DTSEN menjadi rujukan pemerintah dalam perencanaan, penetapan sasaran, dan evaluasi berbagai program perlindungan sosial serta intervensi kebijakan agar lebih tepat sasaran.
menegaskan angka desil harus dipahami sebagai pemeringkatan relatif. Artinya, desil menunjukkan posisi sebuah keluarga dibandingkan keluarga lainnya berdasarkan berbagai karakteristik sosial ekonomi.
"Karena itu, angka desil perlu dipahami sebagai gambaran posisi relatif dalam pemeringkatan kesejahteraan, bukan sebagai ukuran tunggal kondisi ekonomi suatu keluarga,” ujar Amalia melalui keterangan tertulis di Jakarta, dikutip Minggu (30/8/2026).
Dengan demikian, desil bukan ukuran kemiskinan absolut maupun ukuran nominal pendapatan atau kekayaan keluarga.
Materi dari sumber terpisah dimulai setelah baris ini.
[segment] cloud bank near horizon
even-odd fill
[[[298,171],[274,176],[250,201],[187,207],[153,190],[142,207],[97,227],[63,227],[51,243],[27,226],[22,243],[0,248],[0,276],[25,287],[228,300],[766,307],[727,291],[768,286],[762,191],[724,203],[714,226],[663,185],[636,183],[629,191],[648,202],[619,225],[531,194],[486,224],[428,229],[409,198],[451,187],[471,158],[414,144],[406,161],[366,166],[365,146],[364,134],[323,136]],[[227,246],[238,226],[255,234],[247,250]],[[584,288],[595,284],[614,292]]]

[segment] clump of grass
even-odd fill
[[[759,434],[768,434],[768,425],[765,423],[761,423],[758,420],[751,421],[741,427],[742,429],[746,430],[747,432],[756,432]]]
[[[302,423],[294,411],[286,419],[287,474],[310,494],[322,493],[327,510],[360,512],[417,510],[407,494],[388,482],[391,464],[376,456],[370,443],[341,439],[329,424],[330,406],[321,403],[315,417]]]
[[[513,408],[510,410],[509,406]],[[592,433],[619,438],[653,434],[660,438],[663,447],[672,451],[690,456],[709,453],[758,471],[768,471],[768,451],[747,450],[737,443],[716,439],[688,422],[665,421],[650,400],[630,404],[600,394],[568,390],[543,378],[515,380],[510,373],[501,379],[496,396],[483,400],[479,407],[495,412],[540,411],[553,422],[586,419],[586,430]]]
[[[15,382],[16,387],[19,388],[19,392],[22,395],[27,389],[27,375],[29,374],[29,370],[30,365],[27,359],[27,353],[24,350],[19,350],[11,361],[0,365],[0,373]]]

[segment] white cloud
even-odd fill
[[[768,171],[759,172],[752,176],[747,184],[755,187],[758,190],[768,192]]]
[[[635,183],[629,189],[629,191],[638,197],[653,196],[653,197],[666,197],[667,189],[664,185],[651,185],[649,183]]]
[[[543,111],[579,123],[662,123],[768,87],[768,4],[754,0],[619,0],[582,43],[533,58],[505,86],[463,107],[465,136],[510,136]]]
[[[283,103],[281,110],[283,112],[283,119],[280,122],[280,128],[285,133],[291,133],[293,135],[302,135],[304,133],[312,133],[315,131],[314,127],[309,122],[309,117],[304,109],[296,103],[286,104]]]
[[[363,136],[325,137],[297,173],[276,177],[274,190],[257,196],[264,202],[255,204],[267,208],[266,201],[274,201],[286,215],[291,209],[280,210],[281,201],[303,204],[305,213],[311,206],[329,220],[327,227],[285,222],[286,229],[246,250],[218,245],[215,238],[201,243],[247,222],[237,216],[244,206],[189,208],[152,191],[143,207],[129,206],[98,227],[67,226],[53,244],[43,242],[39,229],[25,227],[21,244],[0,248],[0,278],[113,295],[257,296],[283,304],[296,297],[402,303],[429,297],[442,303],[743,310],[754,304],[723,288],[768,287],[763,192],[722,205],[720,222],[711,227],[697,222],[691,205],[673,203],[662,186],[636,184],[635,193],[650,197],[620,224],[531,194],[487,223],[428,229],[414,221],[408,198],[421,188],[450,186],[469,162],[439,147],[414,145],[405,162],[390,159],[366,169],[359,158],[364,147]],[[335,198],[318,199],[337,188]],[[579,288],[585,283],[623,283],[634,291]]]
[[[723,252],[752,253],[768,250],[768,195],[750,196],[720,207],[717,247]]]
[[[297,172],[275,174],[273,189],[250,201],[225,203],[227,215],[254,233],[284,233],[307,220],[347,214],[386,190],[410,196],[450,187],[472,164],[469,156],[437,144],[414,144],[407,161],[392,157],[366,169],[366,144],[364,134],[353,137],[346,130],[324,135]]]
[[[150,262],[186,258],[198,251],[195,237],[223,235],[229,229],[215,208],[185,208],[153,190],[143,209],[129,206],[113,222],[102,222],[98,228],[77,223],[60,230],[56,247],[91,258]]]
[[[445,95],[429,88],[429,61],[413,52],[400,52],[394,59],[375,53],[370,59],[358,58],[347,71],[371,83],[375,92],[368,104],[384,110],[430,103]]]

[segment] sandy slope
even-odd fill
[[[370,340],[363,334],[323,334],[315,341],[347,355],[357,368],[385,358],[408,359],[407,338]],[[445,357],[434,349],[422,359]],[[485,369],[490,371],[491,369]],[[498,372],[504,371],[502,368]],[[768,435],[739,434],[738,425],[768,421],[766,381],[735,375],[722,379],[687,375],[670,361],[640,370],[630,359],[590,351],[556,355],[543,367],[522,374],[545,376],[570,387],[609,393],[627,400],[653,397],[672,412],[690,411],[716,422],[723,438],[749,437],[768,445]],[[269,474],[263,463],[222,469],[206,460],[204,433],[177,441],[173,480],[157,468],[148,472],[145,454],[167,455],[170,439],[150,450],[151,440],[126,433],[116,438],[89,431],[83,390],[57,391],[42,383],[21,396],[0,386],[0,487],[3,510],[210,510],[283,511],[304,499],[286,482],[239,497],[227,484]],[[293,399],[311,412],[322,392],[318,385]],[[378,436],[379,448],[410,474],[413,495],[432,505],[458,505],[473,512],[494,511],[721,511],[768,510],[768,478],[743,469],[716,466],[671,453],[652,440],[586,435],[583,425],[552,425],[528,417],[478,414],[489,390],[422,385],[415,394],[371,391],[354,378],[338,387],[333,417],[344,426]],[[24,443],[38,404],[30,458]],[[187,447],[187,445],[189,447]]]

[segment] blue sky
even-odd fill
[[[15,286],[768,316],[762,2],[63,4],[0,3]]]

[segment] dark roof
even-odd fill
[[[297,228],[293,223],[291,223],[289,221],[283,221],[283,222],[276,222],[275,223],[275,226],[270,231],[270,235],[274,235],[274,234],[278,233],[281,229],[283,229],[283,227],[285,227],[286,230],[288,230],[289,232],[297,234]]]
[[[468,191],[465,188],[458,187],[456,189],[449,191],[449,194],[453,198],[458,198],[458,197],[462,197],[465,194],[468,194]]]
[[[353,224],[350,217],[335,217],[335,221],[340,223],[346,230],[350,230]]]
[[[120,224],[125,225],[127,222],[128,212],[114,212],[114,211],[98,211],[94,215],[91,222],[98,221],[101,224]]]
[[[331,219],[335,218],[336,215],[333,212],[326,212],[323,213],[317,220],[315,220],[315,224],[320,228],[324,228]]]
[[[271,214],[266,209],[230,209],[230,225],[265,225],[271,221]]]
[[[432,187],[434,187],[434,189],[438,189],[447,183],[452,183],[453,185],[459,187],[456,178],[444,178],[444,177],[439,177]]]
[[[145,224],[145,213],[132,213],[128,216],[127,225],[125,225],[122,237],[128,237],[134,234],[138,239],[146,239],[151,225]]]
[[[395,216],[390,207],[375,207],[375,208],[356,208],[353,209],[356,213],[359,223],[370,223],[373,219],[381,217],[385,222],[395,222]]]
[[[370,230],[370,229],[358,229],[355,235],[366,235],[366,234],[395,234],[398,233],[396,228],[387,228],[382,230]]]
Sebagai contoh, keluarga yang berada di desil 3 berarti masuk kelompok ketiga dari 10 kelompok pemeringkatan kesejahteraan relatif.
Keluarga yang berada dalam desil sama juga belum tentu memiliki pendapatan, pengeluaran, maupun kondisi sosial ekonomi yang identik. Penentuan desil tidak hanya berdasarkan satu variabel seperti penghasilan, kepemilikan barang, daya listrik, ataupun jenis pekerjaan.